Les chutes de cheveux sont un motif fréquent de consultation en dermatologie, quelque soit la race ou l'ethnie.
Le diagnostic est facile, car le coiffage ou la traction « arrachent » de nombreux cheveux, dont on voit le bulbe, ce qui élimine une chute de cheveux qui sont cassés.
Il est important, notamment chez une femme, de déterminer la cause, car la chevelure est un élément essentiel de son image.
Selon l'origine, un traitement médical permettra de guérir ou de stopper cette chute si les zones de fabrication du cheveu ne sont pas détruites.
Chez certaines femmes, certains désordres hormonaux peuvent déclencher une chute de cheveux :

Pilule contraceptive. On peut observer une chute de cheveux dans les 6 semaines suivant, l'arrêt d'une pilule, la prise d'une pilule qui a une action androgénique.
Après un accouchement, une chute de cheveux survient 4 à 6 semaines après. Au bout de 6 mois, la repousse et une diminution de la chute apparaissent. L'allaitement prolongé peut s'accompagner d'une chute de cheveux. Ceci peut s'expliquer par une réduction des œstrogènes sanguins, une prolactine élevée (responsable de la synthèse du lait maternel), d'une anémie, de carences en fer, zinc, acides gras, biotine, etc. Chez les femmes allaitant plusieurs mois, il est conseillé de prendre des compléments alimentaires.
Une hypo ou une hyperthyroïdie entrainent chez 20 à 50% des femmes une chute de cheveux. Le diagnostic est fait grâce au dosage de la TSH ultrasensible et des anticorps antithyroïdiens.
Dans l'hyperthyroïdie, les cheveux sont fins, cassants et d'aspect soyeux. Dans l'hypothyroïdie, la chute des cheveux peut s'associer à une chute d'autres poils (extrémités des sourcils, aisselles, pubis) et à une fragilité des ongles.
D'autres troubles hormonaux peuvent s'accompagner de chute de cheveux chroniques, comme des anomalies de la glycémie, des glandes surrénales, de la prolactine, etc.
Le déficit en fer est fréquent notamment chez les femmes africaines. Le diagnostic est fait par le dosage de l'hémoglobine à la recherche d'une anémie et de la ferritine qui indique les stocks de fer dans l'organisme. L'existence de globules rouges « trop gros » peut révéler l'existence d'un déficit en vitamine B12 ou d'acide folique (vitamine B6).
La biotine (vitamine B8 ou vitamine H) est une vitamine qui participe à la croissance des cheveux et des ongles. La carence est rare. Elle a été observée chez la femme enceinte, une ingestion excessive de blancs d'œuf crus et des régimes alimentaires déséquilibrés. Pour le traitement de la chute des cheveux, il est habituel de recommander une dose de 3 à 5 mg par jour.
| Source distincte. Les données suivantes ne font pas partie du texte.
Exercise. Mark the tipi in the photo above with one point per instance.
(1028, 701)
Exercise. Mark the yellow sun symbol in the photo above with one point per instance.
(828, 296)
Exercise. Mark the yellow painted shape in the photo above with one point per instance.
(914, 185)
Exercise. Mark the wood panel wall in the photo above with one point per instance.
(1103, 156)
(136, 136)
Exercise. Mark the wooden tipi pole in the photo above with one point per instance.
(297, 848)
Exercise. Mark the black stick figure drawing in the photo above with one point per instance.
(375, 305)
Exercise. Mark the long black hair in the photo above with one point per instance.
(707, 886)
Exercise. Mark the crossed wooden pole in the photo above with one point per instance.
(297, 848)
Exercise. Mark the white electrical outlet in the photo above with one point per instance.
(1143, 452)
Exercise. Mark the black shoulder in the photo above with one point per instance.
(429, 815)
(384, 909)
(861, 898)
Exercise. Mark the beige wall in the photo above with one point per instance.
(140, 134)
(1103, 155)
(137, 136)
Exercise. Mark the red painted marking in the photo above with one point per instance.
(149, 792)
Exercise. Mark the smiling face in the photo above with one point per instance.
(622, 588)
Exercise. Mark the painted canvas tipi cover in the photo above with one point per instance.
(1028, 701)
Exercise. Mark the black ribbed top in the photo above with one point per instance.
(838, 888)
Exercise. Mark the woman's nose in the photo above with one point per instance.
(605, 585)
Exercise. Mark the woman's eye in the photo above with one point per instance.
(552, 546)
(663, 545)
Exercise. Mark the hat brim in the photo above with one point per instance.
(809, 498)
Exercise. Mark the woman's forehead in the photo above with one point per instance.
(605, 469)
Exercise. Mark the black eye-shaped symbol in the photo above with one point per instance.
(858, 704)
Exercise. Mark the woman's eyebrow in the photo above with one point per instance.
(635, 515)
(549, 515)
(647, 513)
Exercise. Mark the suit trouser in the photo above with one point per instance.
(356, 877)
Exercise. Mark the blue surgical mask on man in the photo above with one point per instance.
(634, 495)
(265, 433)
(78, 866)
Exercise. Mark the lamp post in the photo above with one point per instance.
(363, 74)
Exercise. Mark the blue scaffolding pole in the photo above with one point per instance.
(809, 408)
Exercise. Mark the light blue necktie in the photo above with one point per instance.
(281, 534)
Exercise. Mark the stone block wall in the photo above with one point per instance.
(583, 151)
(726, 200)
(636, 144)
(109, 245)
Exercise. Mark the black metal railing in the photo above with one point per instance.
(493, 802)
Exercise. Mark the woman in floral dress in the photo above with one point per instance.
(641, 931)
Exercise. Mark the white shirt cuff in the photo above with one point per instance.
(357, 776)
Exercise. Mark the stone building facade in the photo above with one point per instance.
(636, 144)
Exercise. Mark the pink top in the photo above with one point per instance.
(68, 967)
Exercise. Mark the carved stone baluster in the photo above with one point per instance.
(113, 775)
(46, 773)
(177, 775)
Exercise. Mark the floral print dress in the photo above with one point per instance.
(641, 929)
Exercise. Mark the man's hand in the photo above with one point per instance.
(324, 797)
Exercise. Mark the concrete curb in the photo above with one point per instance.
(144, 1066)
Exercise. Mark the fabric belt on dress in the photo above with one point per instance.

La prise de zinc améliore l'action de la biotine On retrouve la biotine, entre autres, dans les céréales complètes, le foie, les œufs et le lait.
Il est souvent du à des régimes alimentaires mal équilibrés, à un apport excessif en fer et un déficit en vitamine A. Un apport en zinc peut favoriser la pénétration du fer et avoir une action anti-androgénique.
la carence en vitamine A est surtout décrite quand il existe un excès d'ingestion de boissons alcoolisées et certaines maladies du tube digestif et du pancréas.
Les études faites chez l'animal ont montré que la vitamine D3 initiait le cycle du poil et stimulait la pousse du poil. En théorie (mais cela n'a pas été prouvé chez l'humain), un manque de vitamine D3 pourrait favoriser la chute des cheveux chez l'homme. Il serait intéressant de doser la vitamine D3 chez les femmes à peau noire qui habitent dans les pays européens, car il y a peu de soleil. La pigmentation de la peau, notamment en hiver, pourraient empêcher la pénétration des UVB dans la peau qui sont les principaux acteurs de la synthèse de vitamine D3.
Un manque d'apport suffisant en protéines peut provoquer une fragilité des cheveux. La prise de cystine diminuerait la chute.
Leur carence entraine une chute de cheveux avec une peau et une chevelure sèches, fragiles, et un éclaircissement des cheveux, une inflammation du cuir chevelu et des sourcils. Cette carence est due principalement à des régimes alimentaires mal équilibrés.
Certaines maladies chroniques peuvent entrainer une chute de cheveux (maladies auto-immunes, infections chroniques, maladies digestives, fièvres, syphilis, etc.)
Plusieurs médicaments peuvent favoriser la chute des cheveux, certains anticoagulants, anticonvulsivants, antidépresseurs, anti-inflammatoires, dérivés de la vitamine A, statines, etc.
L'excès de pellicules (dermite séborrhéique, psoriasis, eczéma) peuvent être responsables de la chute de cheveux.